In Carere v. F. W. Woolworth Co. 259 Mass. 238 , the question arose, not upon demurrer, but after trial on the merits. The defendant relies upon a statement, which reads (page 241): "We cannot know that the judge of the Municipal Court did not act upon conclusions based in part on testimony given by the plaintiff. When that is so, a judgment of conviction must be taken as conclusive proof
of probable cause to institute the proceeding, at least in an action for malicious prosecution." The stated facts are meager. Consistent with what we believe to be the proper view, we reach this to mean that the evidence was not sufficiently detailed to enable a finding to be made as to the basis of the action of the judge in the Municipal Court. That this is the true principle is evident from Broussard v. Great Atl. & Pac. Tea Co. 324 Mass. 323 , where a conviction was the result of a trial in which there were other witnesses than the defendant's employees. This court analyzed the record in order to try to ascertain the basis upon which the lower court conviction rested, and concluded that upon that record the basis could not be known.
This court, it is true, has looked with unapproving eye upon actions for malicious prosecution. See Cloon v. Gerry, 13 Gray 201 , 202; Desmond v. Fawcett, 226 Mass. 100 , 103; Wingersky v. E. E. Gray Co. 254 Mass. 198 , 201-202. But this court has never said that the defendant charged with crime in a District Court is in the dilemma of exercising his right to testify in his own defence at the peril of renouncing another right at a later trial to impeach the conviction for improper conduct of the complainant, and thus to demonstrate that the finding of guilt of the judge is entitled to no independent value. Desmond v. Fawcett, 226 Mass. 100 , 112.
In the charge the judge instructed the jury on the larceny count that the finding of guilty conclusively established the fact that there was probable cause on the part of the defendant to believe the plaintiff guilty unless the conviction in the Municipal Court was obtained solely by the false testimony of the defendant.
This ruling was correct. At the trial there was no contention that there was false testimony by anyone other than the defendant. It will be noted that the declaration so alleged. If there was any material substantial issue of fact, such as whether McDonough testified, this was rightly left to the jury. The motion for a directed verdict on
count 1 and the defendant's requests for rulings numbered 5 and 6 [Note p273-1] were rightly denied.

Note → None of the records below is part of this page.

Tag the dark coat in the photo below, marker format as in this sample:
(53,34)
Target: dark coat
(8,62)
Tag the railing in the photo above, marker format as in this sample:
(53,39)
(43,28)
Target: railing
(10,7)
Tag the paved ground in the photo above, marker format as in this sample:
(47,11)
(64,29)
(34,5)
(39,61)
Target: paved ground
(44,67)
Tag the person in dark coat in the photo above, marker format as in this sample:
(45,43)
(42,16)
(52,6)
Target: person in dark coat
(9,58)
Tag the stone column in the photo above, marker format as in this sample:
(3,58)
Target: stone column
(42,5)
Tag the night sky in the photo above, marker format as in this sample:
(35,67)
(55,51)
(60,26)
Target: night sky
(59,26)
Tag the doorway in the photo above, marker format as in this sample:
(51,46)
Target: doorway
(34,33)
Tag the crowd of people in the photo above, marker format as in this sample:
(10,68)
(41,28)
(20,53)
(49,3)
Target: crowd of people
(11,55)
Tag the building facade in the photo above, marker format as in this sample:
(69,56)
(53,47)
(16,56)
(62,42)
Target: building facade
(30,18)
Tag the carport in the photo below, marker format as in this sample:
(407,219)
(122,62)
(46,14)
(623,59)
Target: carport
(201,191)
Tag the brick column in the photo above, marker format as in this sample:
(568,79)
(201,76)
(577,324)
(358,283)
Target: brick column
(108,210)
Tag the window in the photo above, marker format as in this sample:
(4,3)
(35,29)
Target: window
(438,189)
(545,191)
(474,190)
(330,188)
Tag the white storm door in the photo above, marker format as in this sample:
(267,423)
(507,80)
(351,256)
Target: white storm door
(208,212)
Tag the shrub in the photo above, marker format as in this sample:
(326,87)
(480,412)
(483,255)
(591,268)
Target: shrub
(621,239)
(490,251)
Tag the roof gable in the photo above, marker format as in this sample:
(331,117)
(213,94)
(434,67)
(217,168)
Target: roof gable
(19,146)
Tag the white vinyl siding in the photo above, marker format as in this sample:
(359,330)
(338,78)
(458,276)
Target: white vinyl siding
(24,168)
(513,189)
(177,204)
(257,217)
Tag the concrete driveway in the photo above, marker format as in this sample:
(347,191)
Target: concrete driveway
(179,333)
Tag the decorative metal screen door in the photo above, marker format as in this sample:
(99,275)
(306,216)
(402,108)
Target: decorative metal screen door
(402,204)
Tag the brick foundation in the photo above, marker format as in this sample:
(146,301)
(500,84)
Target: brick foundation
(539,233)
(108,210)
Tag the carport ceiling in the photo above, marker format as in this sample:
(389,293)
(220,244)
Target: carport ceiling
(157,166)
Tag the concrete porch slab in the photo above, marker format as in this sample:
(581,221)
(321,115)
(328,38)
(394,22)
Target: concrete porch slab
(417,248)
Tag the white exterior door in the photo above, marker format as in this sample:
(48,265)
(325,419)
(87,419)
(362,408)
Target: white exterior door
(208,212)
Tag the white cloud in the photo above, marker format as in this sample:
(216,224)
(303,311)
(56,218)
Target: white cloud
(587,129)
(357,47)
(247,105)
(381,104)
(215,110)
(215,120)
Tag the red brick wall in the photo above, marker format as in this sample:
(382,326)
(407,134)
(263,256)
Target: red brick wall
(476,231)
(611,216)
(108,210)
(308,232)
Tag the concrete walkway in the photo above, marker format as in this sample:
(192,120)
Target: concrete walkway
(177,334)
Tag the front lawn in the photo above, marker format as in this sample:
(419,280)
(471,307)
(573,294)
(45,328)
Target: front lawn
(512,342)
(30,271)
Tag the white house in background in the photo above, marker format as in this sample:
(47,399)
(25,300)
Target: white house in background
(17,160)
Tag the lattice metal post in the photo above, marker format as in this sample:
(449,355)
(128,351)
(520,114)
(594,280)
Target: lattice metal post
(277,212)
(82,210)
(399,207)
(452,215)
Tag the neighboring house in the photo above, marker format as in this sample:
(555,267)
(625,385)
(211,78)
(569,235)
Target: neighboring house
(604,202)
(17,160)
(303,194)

3. The judge charged that the count for forgery stood in a different position because the Municipal Court lacked jurisdiction to find Della Jacova guilty of that statutory crime, the sentence for which could be for more than five years in State prison; that the most the Municipal Court could do would be to bind him over to the Superior Court on the finding of probable cause that he was guilty of the crime of forgery; that that conviction was not conclusive proof of the existence of probable cause for that prosecution; and that it was for the jury to determine whether the defendant did or did not have probable cause or act with malice.

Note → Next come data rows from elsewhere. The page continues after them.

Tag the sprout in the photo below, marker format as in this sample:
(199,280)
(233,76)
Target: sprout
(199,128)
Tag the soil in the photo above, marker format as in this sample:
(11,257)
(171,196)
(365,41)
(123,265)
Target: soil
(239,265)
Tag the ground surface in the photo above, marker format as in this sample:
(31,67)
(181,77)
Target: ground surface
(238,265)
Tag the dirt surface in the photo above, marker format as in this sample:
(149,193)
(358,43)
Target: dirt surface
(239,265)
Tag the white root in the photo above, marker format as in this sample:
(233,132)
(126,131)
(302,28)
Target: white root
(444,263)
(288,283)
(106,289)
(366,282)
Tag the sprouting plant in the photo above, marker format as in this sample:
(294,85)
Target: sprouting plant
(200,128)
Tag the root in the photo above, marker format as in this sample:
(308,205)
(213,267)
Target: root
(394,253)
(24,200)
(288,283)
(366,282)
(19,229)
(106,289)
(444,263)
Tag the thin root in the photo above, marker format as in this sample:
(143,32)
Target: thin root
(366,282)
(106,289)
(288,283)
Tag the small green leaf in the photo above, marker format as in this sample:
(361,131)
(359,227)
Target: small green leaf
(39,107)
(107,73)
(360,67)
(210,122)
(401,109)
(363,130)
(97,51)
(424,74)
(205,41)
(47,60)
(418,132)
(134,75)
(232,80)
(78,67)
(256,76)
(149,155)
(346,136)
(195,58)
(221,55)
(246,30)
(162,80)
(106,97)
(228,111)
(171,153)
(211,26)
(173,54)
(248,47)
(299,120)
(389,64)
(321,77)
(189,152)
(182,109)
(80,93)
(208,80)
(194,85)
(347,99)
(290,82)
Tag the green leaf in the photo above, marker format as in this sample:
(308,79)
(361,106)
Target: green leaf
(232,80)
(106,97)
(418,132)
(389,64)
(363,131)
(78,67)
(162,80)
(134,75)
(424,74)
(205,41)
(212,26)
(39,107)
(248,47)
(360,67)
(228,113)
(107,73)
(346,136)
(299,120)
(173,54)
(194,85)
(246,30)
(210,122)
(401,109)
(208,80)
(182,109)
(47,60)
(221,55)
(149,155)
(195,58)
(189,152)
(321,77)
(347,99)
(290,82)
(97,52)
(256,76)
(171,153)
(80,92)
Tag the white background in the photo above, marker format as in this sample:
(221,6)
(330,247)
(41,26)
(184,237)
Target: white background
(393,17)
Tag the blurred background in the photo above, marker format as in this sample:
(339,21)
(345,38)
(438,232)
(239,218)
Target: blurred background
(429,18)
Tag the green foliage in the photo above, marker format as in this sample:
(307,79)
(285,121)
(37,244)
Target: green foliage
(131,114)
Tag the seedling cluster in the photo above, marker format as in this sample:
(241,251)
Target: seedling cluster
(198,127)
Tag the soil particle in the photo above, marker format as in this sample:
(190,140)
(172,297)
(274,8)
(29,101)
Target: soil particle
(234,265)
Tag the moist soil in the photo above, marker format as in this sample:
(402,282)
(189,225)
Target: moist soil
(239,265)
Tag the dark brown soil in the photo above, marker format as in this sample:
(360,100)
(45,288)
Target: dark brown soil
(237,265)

The defendant excepted "to the court's instructions with respect to the law of forgery and its effect on the existence of the presumption of probable cause from the conviction in the Municipal Court." The charge as set forth above reveals no error.
The Municipal Court was without jurisdiction of the crime of forgery under G. L. c. 267, Section 1, which provides a penalty of imprisonment in the State prison for not more than ten years or in jail for not more than two years. This is a felony because it permits a sentence to State prison. G. L. c. 274, Section 1. Under G. L. c. 218, Section 26 (as amended through St. 1964, c. 140), criminal jurisdiction of District Courts is restricted to misdemeanors (with exceptions now immaterial), to felonies punishable by imprisonment in State prison for not more than five years, and to "the crimes of forgery of a promissory note, or of an order for money or other property, and of uttering as true such a forged note or order, allowing the same to be forged, if in either case the sum of money or the value of the property named in such note or order does not exceed one hundred dollars." This statute does not apply to the facts in the case at bar.

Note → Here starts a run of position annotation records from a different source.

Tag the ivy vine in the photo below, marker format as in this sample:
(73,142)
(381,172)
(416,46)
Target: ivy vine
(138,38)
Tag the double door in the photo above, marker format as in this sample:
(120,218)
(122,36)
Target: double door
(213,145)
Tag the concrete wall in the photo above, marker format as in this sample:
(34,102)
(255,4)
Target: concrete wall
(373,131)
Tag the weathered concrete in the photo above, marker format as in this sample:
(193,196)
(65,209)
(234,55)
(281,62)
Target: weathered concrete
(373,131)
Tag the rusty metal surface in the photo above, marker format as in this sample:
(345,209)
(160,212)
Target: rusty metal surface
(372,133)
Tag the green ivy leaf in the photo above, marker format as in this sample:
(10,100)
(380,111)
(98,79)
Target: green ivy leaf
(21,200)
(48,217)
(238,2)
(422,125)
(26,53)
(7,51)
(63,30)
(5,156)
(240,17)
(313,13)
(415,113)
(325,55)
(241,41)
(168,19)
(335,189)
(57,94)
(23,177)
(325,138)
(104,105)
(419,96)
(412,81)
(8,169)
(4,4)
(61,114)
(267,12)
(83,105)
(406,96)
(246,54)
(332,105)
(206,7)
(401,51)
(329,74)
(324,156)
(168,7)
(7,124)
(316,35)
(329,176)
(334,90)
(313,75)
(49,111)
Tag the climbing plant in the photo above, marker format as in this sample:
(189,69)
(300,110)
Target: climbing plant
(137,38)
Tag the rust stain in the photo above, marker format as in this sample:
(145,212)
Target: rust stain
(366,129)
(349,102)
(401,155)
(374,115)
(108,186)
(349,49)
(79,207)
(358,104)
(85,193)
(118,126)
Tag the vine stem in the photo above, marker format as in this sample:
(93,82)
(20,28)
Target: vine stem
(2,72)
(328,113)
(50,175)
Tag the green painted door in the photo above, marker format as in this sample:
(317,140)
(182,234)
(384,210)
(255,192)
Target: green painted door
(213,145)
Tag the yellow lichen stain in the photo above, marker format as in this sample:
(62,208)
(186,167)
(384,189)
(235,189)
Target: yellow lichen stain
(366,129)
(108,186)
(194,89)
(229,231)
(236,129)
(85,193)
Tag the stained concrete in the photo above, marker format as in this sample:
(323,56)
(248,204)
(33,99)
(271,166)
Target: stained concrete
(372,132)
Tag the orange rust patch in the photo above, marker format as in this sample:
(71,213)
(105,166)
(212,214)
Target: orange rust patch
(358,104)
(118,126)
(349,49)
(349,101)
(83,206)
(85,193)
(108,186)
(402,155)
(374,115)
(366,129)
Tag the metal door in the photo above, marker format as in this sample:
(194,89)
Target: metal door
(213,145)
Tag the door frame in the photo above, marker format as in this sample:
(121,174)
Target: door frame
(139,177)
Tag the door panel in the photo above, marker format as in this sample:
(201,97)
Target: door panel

It is not sound to contend that conviction by a court without jurisdiction nevertheless conclusively establishes that there was probable cause for the prosecution. Nor can it be rightly argued that the plaintiff was tried for the common law crime of forgery. The complaint charges that the defendant (the plaintiff here) "did forge a certain record of entry to a certain safety deposit box card . . . with intent to injure and defraud, against the peace of . . . [the] Commonwealth and the form of the statute in such case made and provided." The statute must be G. L. c. 267, Section 1, printed reference to which is made on the outside of the original complaint.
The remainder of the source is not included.